How many KG operatives are there, you ask? Well, I’m glad you asked. There are 50 of them, “or so.” “Or so” is probably carrying a lot of weight in that sentence, if you’re wondering.

But are these guys a real immediate threat? You’ll note that after the airstrikes the Pentagon started downgrading the threat KG poses from “imminent” to “aspirational” (actually, they’d already started walking back the “imminent threat” talk the day before the bombing started, but you get the idea). I don’t know how we’re defining “aspirational” in this context, but it seems like there are probably a whole bunch of groups around the world, including some back home, that “aspire” to attack the United States. A “senior U.S. counterterrorism official” told Foreign Policy that “Khorasan has the desire to attack, though we’re not sure their capabilities match their desire,” which, again, doesn’t sound all that imminent. DNI James Clapper says that “in terms of threat to the homeland, Khorasan may pose as much of a danger as the Islamic State,” the seriousness of which depends on your estimation of the threat that IS poses.

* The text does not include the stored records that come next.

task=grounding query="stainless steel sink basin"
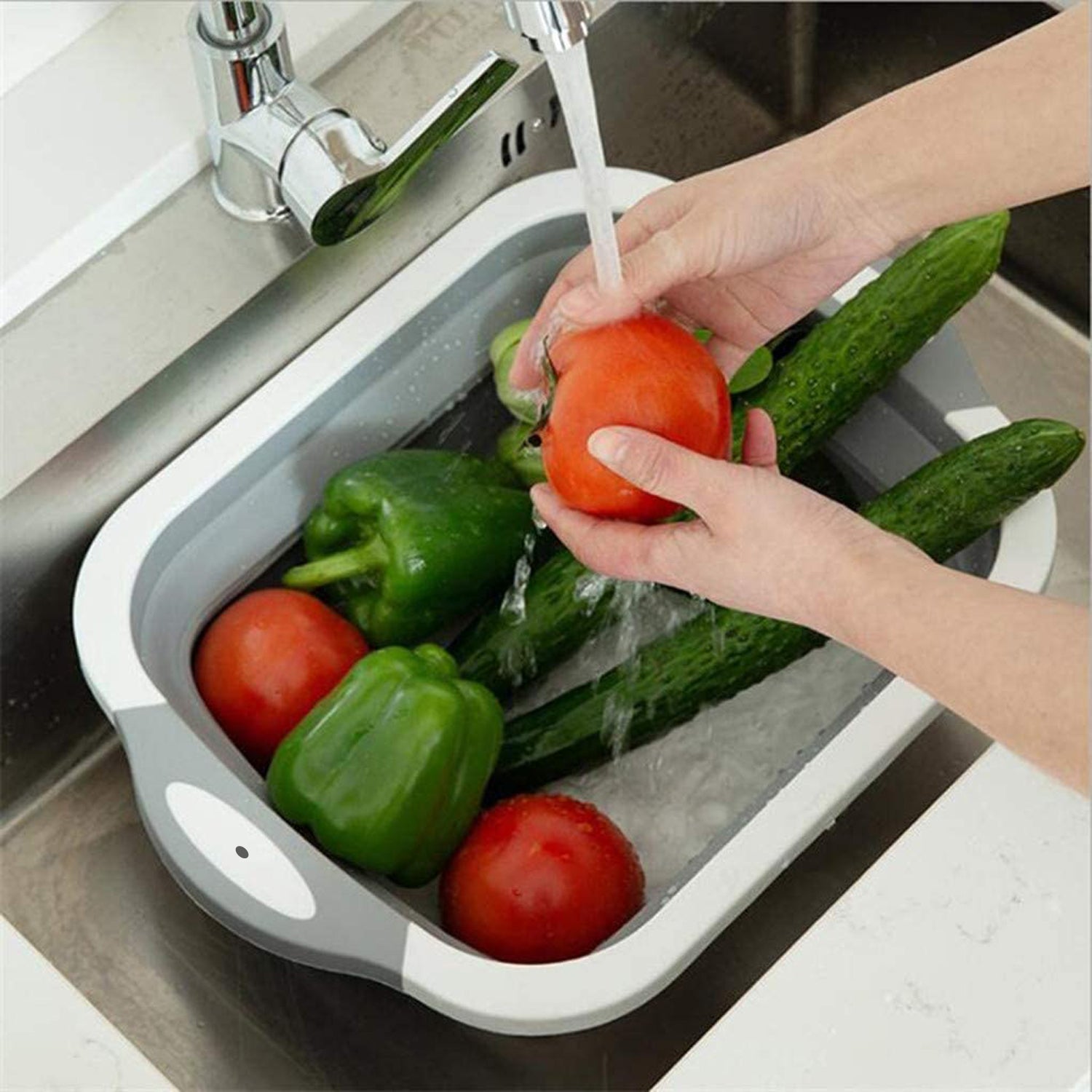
[0,4,1088,1089]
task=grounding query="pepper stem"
[281,537,390,590]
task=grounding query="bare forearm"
[816,4,1090,240]
[827,550,1089,793]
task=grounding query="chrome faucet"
[505,0,592,54]
[189,0,518,246]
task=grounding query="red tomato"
[440,796,644,963]
[194,587,368,769]
[541,314,732,523]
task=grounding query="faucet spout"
[505,0,592,54]
[189,0,517,246]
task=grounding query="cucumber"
[451,212,1009,700]
[491,421,1085,795]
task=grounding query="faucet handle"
[304,52,518,246]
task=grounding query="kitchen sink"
[0,4,1088,1089]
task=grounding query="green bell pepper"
[497,421,546,489]
[266,644,504,887]
[284,449,533,646]
[489,319,542,425]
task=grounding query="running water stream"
[546,41,622,290]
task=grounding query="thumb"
[557,221,703,325]
[587,426,727,515]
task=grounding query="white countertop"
[0,0,406,325]
[0,919,174,1092]
[657,745,1092,1092]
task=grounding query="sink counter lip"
[74,170,1055,1035]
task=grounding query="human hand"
[531,410,930,633]
[511,135,895,388]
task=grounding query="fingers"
[531,485,710,589]
[509,206,672,390]
[510,190,692,389]
[557,218,708,327]
[587,426,727,517]
[743,410,780,465]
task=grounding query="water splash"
[500,533,537,625]
[546,41,622,290]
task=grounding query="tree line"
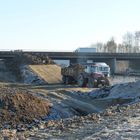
[91,31,140,53]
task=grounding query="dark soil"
[0,87,50,127]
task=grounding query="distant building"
[75,47,97,53]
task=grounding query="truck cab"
[85,62,110,77]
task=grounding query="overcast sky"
[0,0,140,51]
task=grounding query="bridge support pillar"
[111,58,116,74]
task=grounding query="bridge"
[0,51,140,73]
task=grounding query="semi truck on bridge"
[61,63,110,87]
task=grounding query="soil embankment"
[29,64,62,84]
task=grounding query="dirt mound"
[0,87,49,127]
[29,65,62,84]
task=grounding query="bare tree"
[123,32,134,53]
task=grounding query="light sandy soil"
[29,65,62,84]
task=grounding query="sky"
[0,0,140,51]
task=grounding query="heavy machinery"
[61,63,110,87]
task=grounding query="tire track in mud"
[33,90,111,119]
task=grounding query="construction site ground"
[0,61,140,140]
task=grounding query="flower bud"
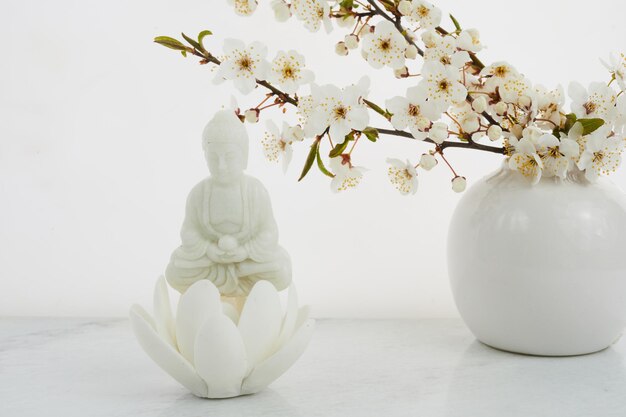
[511,125,524,139]
[359,23,374,36]
[398,0,413,16]
[487,125,502,141]
[517,96,532,108]
[393,66,409,78]
[428,122,448,144]
[334,16,356,28]
[404,45,417,59]
[283,125,304,142]
[472,95,487,113]
[420,153,438,171]
[452,176,467,193]
[344,35,359,49]
[461,113,480,133]
[422,29,440,48]
[244,109,259,123]
[335,41,348,56]
[494,101,509,115]
[272,0,291,22]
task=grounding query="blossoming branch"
[155,0,626,194]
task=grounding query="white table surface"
[0,318,626,417]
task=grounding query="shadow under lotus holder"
[130,277,315,398]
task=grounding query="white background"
[0,0,626,317]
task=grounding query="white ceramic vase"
[448,167,626,356]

KG is supposedly experimenting with “non-metallic” bombs that could thus pass through a metal detector. So, they’ve got plastic explosives and underwear bombs? No, apparently they’re building on the work of Al Qaeda in the Arabian Peninsula’s “master bombmaker,” Ibrahim al-Asiri, who is such a master of his craft that he hasn’t ever actually managed to pull off an attack against a Western target, to develop “next gen” undetectable explosives.

The other issue I have with the “imminent threat” story is that this “imminent threat” was apparently, we’re supposed to believe, somehow vulnerable to airstrikes, since our strikes in Syria have supposedly disrupted their plans. Now, short of killing the entire group, or at least all its key leaders, or somehow verifiably blowing up its entire stockpile of undetectable super explosives, how are airstrikes going to disrupt a low-key terror plot? Was the plan to drive a tank across the Atlantic Ocean and set it up in downtown New York? Because that’s the kind of plan you can really mess up with Tomahawk missiles. A guy blowing up his underpants on a passenger airplane isn’t as likely to be hindered by that particular tactic.

If you’re conspiratorially minded, like Marcy Wheeler, then all this information about the Khorasan Group and its imminent threat was strategically leaked to burnish (it was self-defense!) what is otherwise a legally almost indefensible decision to expand the air war against IS into Syria. Of course, “preemptive self defense” is only permissible when the threat is, in fact, imminent (if “aspirational” is the new standard, then I guess the Iraq War was legal after all). Lund suggests that the Khorasan leaks weren’t intended to justify bombing inside Syria, but were intended to justify making Nusra a target of the bombing, because we’re concerned that they’ve regrouped from suffering several losses to IS and are tightening their control of the area around Aleppo.

If you like conspiracies about the terrorists more than conspiracies about the US, Gartenstein-Ross told Vox that Khorasan might be planning an attack in the West in “retaliation” for the campaign against Daesh, but will wait until after Daesh has been seriously degraded before launching it. That way Al Qaeda gets to benefit from a severely curtailed Daesh while also making a statement about jihadi unity and its own superior capacity to further the cause.

These are all speculative theories, but then again so is pretty much everything else out there about Khorasan right now.